The company has yet to explain how the staffer came to have the unencrypted drives in the first place, as it is against company protocol. Facebook simply stated that it has taken “appropriate disciplinary action”, adding that it “won’t be discussing individual personnel details”.
Bloomberg reports that the hard drives contained 29,000 workers’ payroll information, including names, bank account numbers and the last four digits of social security numbers.
The compromised data also contained salary information, bonus amounts and equity details.
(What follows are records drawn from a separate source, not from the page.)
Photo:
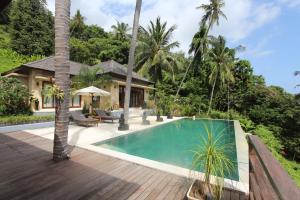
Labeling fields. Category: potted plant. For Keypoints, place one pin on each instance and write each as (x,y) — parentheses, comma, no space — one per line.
(170,107)
(211,157)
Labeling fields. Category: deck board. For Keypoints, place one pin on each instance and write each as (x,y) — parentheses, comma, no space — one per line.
(27,172)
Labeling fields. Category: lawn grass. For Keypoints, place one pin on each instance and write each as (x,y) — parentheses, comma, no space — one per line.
(23,119)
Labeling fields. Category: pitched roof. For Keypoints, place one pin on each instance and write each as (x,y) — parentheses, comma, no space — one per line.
(48,64)
(112,66)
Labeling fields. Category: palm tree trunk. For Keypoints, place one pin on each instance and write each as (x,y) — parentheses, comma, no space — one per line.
(131,59)
(211,96)
(62,78)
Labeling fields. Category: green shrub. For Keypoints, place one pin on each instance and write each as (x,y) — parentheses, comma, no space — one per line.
(14,97)
(10,59)
(23,119)
(268,138)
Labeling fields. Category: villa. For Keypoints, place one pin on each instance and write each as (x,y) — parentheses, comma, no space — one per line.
(39,74)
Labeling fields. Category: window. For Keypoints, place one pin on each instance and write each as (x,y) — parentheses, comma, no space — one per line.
(49,102)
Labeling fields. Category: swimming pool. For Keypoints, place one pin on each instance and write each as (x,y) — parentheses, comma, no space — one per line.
(173,143)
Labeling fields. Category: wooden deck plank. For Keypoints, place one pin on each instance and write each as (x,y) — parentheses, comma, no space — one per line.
(29,173)
(151,184)
(162,184)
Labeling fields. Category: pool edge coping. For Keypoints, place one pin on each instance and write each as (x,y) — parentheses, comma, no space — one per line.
(241,185)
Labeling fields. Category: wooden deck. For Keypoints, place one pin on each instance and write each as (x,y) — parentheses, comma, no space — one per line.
(27,172)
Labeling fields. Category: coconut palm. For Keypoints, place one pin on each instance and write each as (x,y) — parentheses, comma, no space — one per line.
(153,52)
(77,25)
(120,30)
(131,59)
(213,12)
(62,78)
(221,59)
(199,48)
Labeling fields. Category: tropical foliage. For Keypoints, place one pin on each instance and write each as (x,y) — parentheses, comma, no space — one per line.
(121,30)
(211,156)
(14,97)
(10,59)
(154,50)
(32,26)
(23,119)
(198,80)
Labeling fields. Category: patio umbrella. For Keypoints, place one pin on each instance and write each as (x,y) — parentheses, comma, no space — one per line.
(91,91)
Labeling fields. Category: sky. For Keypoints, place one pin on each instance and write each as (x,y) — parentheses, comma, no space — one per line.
(269,29)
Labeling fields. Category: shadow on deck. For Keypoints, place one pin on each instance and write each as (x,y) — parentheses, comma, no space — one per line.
(27,172)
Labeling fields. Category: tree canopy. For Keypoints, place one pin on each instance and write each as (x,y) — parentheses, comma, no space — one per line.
(32,28)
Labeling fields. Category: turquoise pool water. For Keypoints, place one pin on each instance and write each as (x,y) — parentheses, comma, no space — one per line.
(173,142)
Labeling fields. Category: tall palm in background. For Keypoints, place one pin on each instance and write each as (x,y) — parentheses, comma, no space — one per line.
(77,25)
(222,60)
(199,48)
(213,12)
(62,78)
(120,30)
(153,52)
(131,59)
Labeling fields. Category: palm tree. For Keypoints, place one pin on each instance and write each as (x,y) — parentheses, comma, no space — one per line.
(199,47)
(212,15)
(131,59)
(62,78)
(154,50)
(221,59)
(77,25)
(121,30)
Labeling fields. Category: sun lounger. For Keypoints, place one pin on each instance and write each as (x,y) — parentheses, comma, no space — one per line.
(103,116)
(81,120)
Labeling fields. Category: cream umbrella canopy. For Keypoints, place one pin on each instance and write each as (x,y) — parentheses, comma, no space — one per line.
(91,91)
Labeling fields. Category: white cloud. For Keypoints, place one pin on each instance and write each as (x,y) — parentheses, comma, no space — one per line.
(290,3)
(244,16)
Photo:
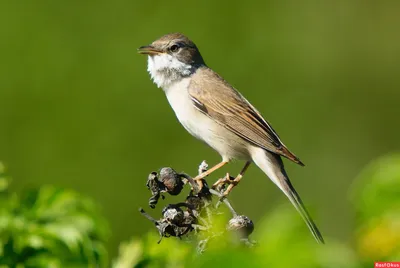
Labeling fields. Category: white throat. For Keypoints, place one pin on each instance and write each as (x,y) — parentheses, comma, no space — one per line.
(165,69)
The staffer – who worked in HR – reportedly had their car was broken into on November 17, but Facebook did not inform those who have been affected until on December 13.
The hard drives stored information of US-based employees who worked at the social media company in 2018. The firm said it would offer the affected employees free identity theft and credit monitoring services.
In a statement, the social media giant said: “We are working with law enforcement as they investigate a recent car break-in and theft of an employee’s bag containing company equipment with employee payroll information stored on it.
“We have seen no evidence of abuse and believe this was a smash and grab crime rather than an attempt to steal employee information.”
In May, it was revealed that the overwhelming majority (88.8%) of people who work in the tech industry do not trust Facebook to handle their data, with nearly a quarter (24.25%) of the social media giant’s own staff admitting they have no confidence in the company’s ability to keep their personal information safe.
And in September, another mass data breach was claimed to have exposed the personal information of 210 million users, although the social media giant tried to dismiss the information as “old”.
There were 419 million records in total, but Facebook maintained many were duplicates, and old – from the times when Facebook let users search accounts by phone numbers – although with most people
keeping their mobile numbers this could be irrelevant.
Some 18 million records are from the UK, although the majority, 133 million, are from US users and 50 million records are Vietnamese users. However, it still counts as one of the largest data breaches in history.